Statistically significant differences between African American and White students were observed in responses to two items. More African American than White students indicated plans to discuss HIV or STDs with sexual partners; however, White students were more likely to get tested for HIV given the belief that they were infected. Analysis of responses to the other items did not indicate significant differences, but the trend for African American students to indicate greater intent to engage in protective actions was present (e.g., 28% of African American students indicated refusing to have sex to avoid HIV or STDS, compared to 24% of White students).

More freshman and sophomores than juniors and seniors responded positively to intent to engage in protective behaviors. It could be that juniors and seniors were in committed relationships and not as concerned about acquiring an STD. Siegel, Klein, and Roghmann (1999) found that seniors reported an increased level of oral contraceptive use among partners, indicating a concern to prevent pregnancy rather than prevention of an STD.

An examination of participants' responses clearly indicated that those who received sexuality education were more likely to engage in protective action. Moreover, when groups were compared using Chi Square analyses, participants who had received sexuality education were found to be significantly more likely than those who had not received sexuality education to refuse intercourse if their partner did not use a condom.

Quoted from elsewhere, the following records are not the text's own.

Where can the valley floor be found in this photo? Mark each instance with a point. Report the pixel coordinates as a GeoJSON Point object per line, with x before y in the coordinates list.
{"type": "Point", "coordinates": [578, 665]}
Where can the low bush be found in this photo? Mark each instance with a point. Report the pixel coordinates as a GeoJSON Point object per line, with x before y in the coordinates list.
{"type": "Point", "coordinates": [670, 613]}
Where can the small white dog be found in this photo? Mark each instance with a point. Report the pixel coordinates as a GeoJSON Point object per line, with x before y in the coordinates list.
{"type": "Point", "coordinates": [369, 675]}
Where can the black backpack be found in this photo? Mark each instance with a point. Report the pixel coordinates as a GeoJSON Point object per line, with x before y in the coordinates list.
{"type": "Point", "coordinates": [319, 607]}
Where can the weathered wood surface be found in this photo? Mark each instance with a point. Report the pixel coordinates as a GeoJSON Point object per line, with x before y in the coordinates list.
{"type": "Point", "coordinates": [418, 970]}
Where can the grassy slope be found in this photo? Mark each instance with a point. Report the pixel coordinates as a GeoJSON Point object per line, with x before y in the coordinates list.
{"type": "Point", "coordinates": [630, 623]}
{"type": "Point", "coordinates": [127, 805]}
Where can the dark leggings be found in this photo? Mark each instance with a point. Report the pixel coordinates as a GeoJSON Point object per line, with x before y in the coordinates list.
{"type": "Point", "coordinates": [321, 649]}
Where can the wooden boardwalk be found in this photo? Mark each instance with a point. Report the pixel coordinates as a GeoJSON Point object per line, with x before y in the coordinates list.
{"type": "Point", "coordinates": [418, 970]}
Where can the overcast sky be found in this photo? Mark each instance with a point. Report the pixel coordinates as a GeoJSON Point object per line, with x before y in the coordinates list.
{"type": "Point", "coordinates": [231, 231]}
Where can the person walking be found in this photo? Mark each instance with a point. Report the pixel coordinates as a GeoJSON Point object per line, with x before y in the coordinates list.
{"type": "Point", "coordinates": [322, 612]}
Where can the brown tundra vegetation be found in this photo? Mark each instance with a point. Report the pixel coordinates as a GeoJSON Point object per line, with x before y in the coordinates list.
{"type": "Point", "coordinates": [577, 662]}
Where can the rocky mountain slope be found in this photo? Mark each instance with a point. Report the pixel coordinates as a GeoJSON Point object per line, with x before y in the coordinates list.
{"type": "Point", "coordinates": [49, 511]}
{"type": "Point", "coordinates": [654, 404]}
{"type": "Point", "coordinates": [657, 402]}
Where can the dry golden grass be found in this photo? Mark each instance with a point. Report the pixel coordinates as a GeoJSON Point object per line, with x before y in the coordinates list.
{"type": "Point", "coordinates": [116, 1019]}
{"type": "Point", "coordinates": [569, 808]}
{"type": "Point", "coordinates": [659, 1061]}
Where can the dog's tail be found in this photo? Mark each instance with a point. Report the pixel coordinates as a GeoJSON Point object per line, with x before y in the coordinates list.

The researchers were also interested in examining the extent to which variances in students' perceptions of the perceived quality of sexuality education received were associated with intent to engage in protective behaviors. Participants were categorized in two groups: intending or not intending to engage in each protective behavior. Independent t-tests were then conducted comparing the two groups' ratings of the overall quality of sex education. Individuals who indicated intending to engage in protective sexual behaviors reported higher perceived quality of sexuality education (see Table 5). Statistically significant differences (p < .05) were found for talking to a partner about avoiding HIV or STDs, refusing to have intercourse to avoid HIV or STDs, and getting tested for HIV if one thinks he/she might be infected. For each of these three variables, the effect size indicating the magnitude of the difference between groups was nearly one fourth of a standard deviation unit.

DISCUSSION

This study was conducted in order to examine Louisiana college students' sexual behaviors and their intentions to use protective sexual behaviors. The findings indicate that gender and race are significantly related factors. In addition, the findings support the importance of sexuality education in impacting sexuality health-based decisions.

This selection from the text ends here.